In this sound portrait, we meet poet April Lim.

She talks about her family, 1am writing sessions and what the pandemic has taught her. She reads her poem, "For Tua Be" – for her uncle last seen during the invasion of Phnom Penh.

Lim is a Chinese Cambodian American poet from Houston. She earned a bachelor’s degree in Creative Writing from the University of Houston, where she was awarded the Howard Moss Prize in Poetry and the Bryan Lawrence Prize in Poetry. Her work has appeared or is forthcoming in The Blueshift Journal, Mekong Review and Cha: An Asian Literary Journal. She is currently an MFA candidate in Poetry at Oklahoma State University.


For Tua Be

Your honorific stumbles stranger off lineage
tongues, memories most remember solemn, you
exist buried beneath flashbacks.

Bapa describes you with facts:
Captain. 3 stripes. Airborne.
Remembering you further is
too much.

In family tree, your years stretch 1950 —
Bapa says you were 24 the last he saw you,
April 15, 1975.

When he speaks of you, he always says
99% sure he is dead and I wonder
how much want
lies in that 1%.


This poem is reprinted with permission of the author.

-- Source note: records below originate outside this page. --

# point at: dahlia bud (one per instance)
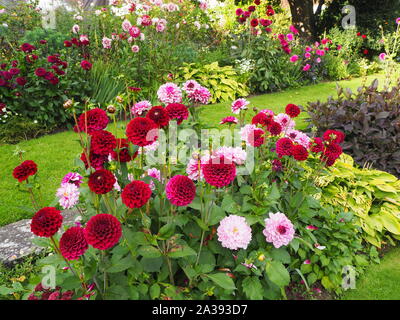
(68, 104)
(111, 109)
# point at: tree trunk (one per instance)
(303, 17)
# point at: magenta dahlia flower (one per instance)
(234, 233)
(278, 230)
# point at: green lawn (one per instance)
(54, 154)
(380, 282)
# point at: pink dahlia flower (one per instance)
(68, 195)
(239, 104)
(169, 93)
(278, 230)
(234, 233)
(140, 107)
(199, 95)
(73, 178)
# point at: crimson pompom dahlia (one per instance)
(292, 110)
(136, 194)
(142, 131)
(121, 152)
(103, 231)
(218, 172)
(275, 128)
(299, 153)
(24, 170)
(102, 142)
(73, 243)
(93, 120)
(177, 111)
(101, 181)
(180, 190)
(159, 115)
(262, 118)
(334, 136)
(46, 222)
(284, 147)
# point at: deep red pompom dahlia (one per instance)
(103, 231)
(284, 147)
(142, 131)
(46, 222)
(159, 115)
(292, 110)
(334, 136)
(136, 194)
(218, 173)
(73, 243)
(96, 160)
(93, 120)
(24, 170)
(121, 152)
(180, 190)
(275, 128)
(102, 142)
(299, 153)
(262, 119)
(177, 111)
(101, 181)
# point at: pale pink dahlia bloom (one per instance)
(278, 230)
(239, 104)
(285, 121)
(169, 93)
(234, 233)
(232, 154)
(68, 195)
(140, 107)
(199, 95)
(72, 177)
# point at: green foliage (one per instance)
(370, 119)
(221, 81)
(373, 196)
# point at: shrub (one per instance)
(371, 120)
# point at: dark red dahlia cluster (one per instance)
(180, 190)
(136, 194)
(101, 181)
(41, 293)
(46, 222)
(73, 243)
(142, 131)
(177, 111)
(103, 231)
(24, 170)
(218, 172)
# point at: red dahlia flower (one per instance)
(334, 136)
(102, 142)
(180, 190)
(101, 181)
(73, 243)
(136, 194)
(103, 231)
(218, 173)
(46, 222)
(177, 111)
(24, 170)
(299, 153)
(284, 147)
(159, 115)
(292, 110)
(142, 131)
(93, 120)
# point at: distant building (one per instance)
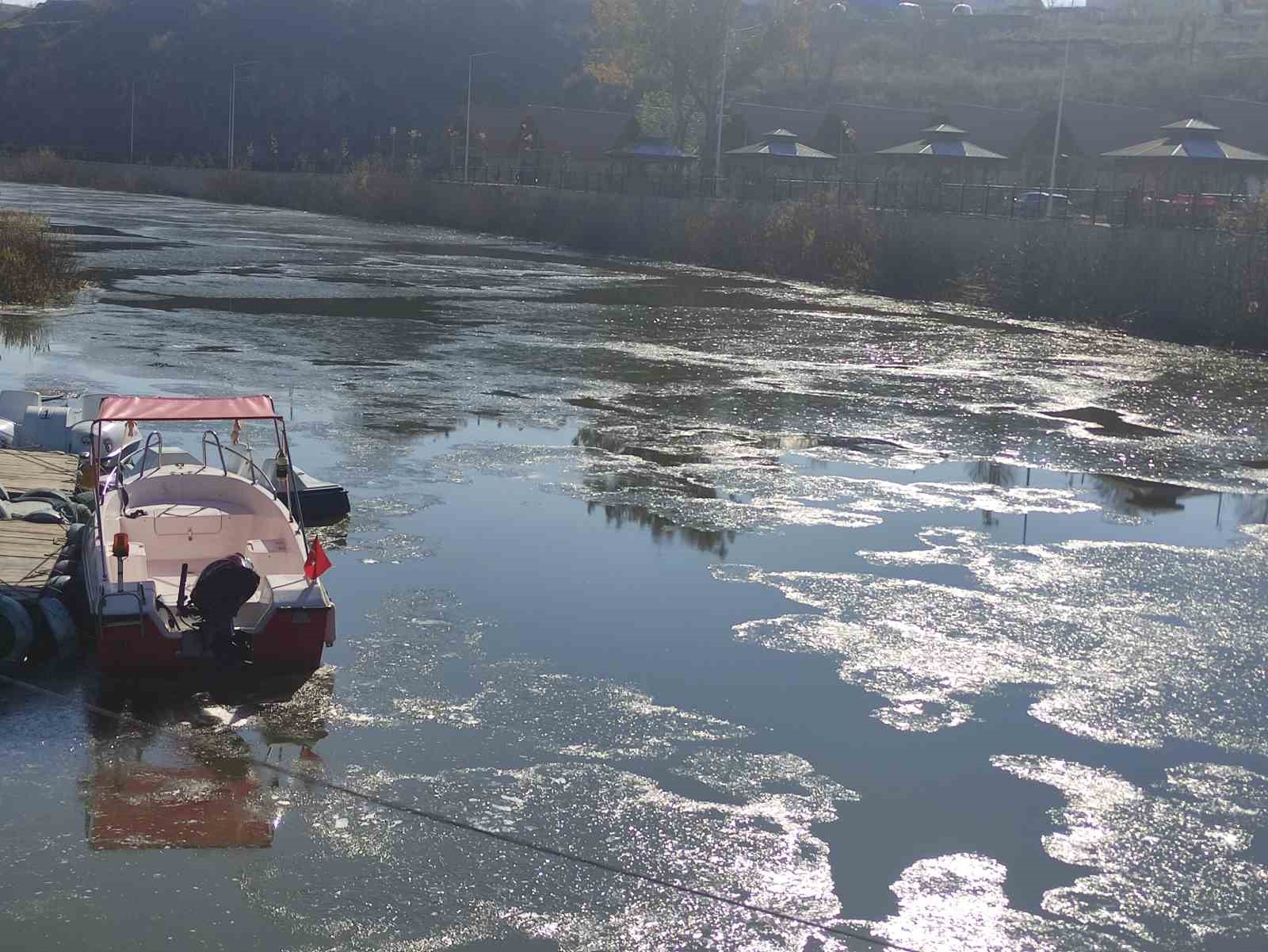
(944, 154)
(650, 158)
(780, 154)
(1190, 158)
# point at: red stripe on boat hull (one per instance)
(292, 640)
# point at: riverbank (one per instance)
(37, 266)
(1194, 287)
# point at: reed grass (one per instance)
(37, 266)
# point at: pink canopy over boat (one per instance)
(259, 407)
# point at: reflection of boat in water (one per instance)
(136, 805)
(1126, 493)
(208, 563)
(201, 786)
(319, 503)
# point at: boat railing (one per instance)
(145, 452)
(258, 476)
(213, 435)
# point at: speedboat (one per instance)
(190, 562)
(319, 501)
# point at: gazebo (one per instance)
(944, 150)
(1191, 158)
(650, 152)
(779, 154)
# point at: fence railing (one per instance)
(1092, 207)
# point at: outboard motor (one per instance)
(222, 588)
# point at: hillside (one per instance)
(329, 78)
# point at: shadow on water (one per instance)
(663, 530)
(401, 308)
(178, 771)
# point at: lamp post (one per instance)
(234, 104)
(1056, 135)
(722, 99)
(467, 145)
(132, 118)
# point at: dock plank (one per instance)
(29, 550)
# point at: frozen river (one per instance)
(938, 626)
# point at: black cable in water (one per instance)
(835, 931)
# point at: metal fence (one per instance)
(1090, 207)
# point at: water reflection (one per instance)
(663, 530)
(183, 774)
(25, 332)
(198, 797)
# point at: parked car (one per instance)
(1033, 205)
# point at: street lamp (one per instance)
(728, 38)
(234, 103)
(467, 146)
(132, 117)
(1056, 135)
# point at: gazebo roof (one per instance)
(1194, 124)
(781, 143)
(945, 128)
(652, 148)
(1187, 140)
(942, 141)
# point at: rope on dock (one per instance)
(827, 928)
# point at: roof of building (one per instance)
(1183, 147)
(780, 143)
(1242, 120)
(1192, 124)
(877, 127)
(942, 143)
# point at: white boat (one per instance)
(36, 422)
(190, 560)
(319, 503)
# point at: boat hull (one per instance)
(292, 640)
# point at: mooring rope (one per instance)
(511, 839)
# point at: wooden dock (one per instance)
(29, 550)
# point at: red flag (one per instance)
(316, 563)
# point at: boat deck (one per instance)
(29, 550)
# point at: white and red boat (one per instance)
(200, 562)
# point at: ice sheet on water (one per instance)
(1125, 643)
(1168, 863)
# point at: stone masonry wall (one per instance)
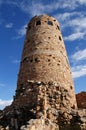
(45, 78)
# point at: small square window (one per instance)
(50, 23)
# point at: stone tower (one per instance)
(45, 81)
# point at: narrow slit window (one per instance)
(58, 27)
(50, 23)
(38, 23)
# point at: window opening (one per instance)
(50, 23)
(38, 23)
(60, 38)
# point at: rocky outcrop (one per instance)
(81, 100)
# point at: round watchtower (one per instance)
(44, 59)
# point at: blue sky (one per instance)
(14, 16)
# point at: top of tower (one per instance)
(43, 20)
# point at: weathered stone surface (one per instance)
(45, 98)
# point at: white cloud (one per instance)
(4, 103)
(2, 85)
(22, 31)
(9, 25)
(16, 61)
(79, 71)
(79, 55)
(78, 63)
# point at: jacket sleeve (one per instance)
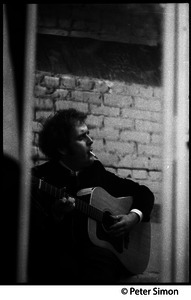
(143, 198)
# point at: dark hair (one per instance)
(56, 131)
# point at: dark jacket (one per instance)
(51, 235)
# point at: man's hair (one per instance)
(56, 131)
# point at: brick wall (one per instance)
(124, 121)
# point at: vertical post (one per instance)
(182, 197)
(25, 156)
(174, 250)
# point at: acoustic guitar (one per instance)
(133, 249)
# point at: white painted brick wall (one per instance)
(125, 121)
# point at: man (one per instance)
(60, 249)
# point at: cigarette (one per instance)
(93, 154)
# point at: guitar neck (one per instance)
(80, 205)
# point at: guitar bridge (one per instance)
(102, 232)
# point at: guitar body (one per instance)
(134, 249)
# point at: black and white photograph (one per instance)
(96, 148)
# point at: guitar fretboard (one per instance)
(80, 205)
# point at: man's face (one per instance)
(80, 145)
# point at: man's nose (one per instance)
(89, 140)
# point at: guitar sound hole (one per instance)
(107, 221)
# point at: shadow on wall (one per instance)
(104, 60)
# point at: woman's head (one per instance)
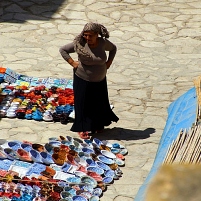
(96, 29)
(89, 35)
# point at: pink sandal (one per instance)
(84, 135)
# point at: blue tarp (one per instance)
(181, 115)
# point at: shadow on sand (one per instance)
(23, 10)
(124, 134)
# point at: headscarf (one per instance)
(79, 41)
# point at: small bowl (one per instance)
(95, 169)
(35, 156)
(89, 180)
(46, 158)
(97, 192)
(14, 145)
(109, 173)
(79, 198)
(65, 194)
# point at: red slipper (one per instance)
(84, 135)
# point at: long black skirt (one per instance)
(91, 104)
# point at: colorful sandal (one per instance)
(84, 135)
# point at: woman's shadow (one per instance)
(124, 134)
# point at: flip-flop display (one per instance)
(40, 99)
(64, 170)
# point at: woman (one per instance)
(92, 108)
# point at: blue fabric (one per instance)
(181, 115)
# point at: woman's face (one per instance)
(90, 37)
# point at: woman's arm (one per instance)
(109, 46)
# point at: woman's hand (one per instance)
(108, 64)
(74, 64)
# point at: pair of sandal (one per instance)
(84, 135)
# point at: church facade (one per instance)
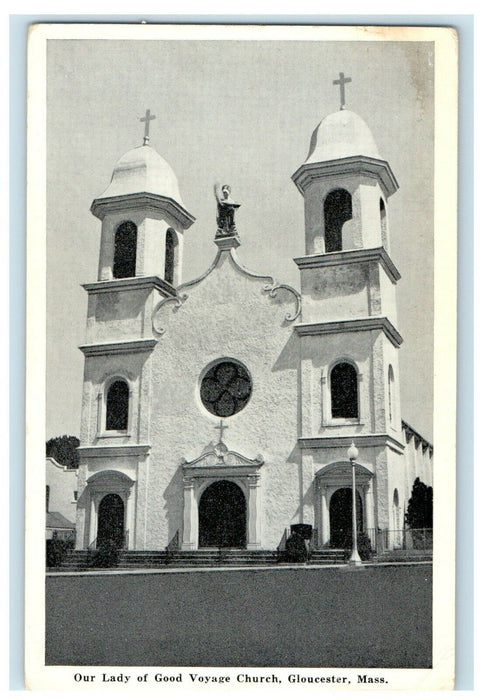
(218, 411)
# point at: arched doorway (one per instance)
(110, 522)
(222, 516)
(340, 514)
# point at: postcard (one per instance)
(241, 343)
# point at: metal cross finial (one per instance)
(221, 427)
(146, 119)
(341, 82)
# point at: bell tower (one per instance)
(140, 263)
(349, 378)
(143, 217)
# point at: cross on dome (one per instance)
(148, 117)
(221, 427)
(341, 82)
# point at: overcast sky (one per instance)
(239, 112)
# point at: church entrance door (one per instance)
(222, 516)
(110, 523)
(340, 513)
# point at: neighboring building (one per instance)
(218, 411)
(60, 500)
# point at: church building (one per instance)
(218, 411)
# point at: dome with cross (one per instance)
(343, 134)
(142, 169)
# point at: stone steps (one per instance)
(152, 559)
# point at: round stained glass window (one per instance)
(226, 388)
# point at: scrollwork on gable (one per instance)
(272, 290)
(178, 301)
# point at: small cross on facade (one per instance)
(221, 427)
(146, 119)
(341, 82)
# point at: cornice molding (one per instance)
(113, 450)
(142, 200)
(362, 165)
(356, 255)
(355, 325)
(373, 440)
(120, 348)
(409, 433)
(131, 284)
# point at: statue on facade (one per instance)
(226, 211)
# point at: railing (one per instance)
(124, 544)
(409, 540)
(173, 545)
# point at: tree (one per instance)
(420, 506)
(64, 450)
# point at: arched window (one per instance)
(337, 210)
(169, 255)
(383, 215)
(117, 405)
(390, 384)
(343, 391)
(125, 250)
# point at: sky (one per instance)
(240, 112)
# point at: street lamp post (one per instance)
(353, 454)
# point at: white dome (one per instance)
(341, 135)
(142, 169)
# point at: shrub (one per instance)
(55, 551)
(419, 514)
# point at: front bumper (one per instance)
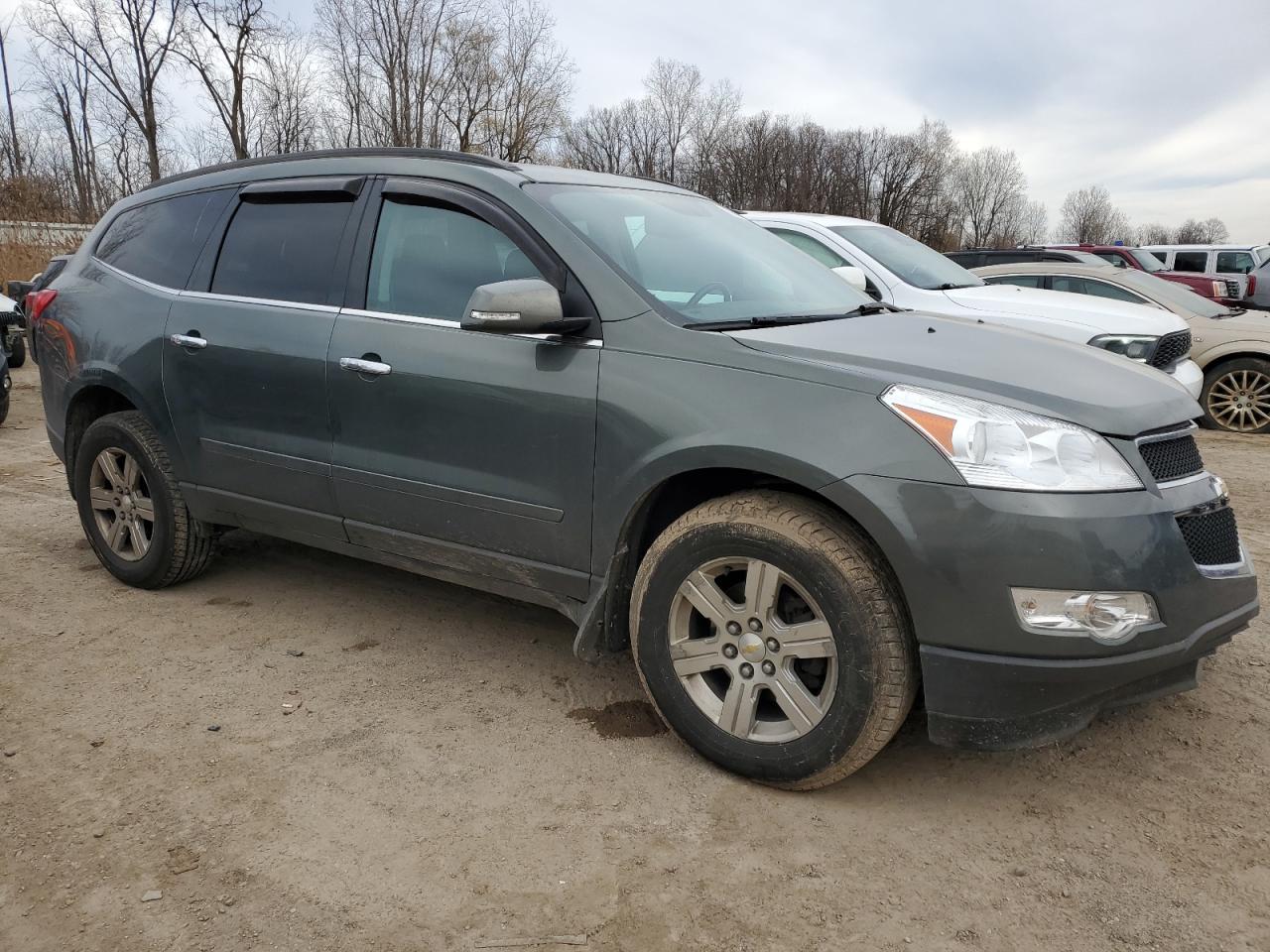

Music used: Berceuse and Le Noveau Départ by Alexandra Stréliski from Inscape and Pianoscope; Plan & Elevation and Ritornello 2.sq.2.j.a by Caroline Shaw & Attacca Quartet from Orange

To learn more about this series, go here.

Catherine Lu

Catherine Lu

Senior Content Producer & Announcer

While growing up in Chicago and Houston, Catherine’s love for art, music and creative writing was influenced by her teachers and parents. She was once concertmaster of the Clear Lake High School Orchestra and a four-time violinist of the Texas All-State Symphony. A graduate of the University of Chicago, Catherine...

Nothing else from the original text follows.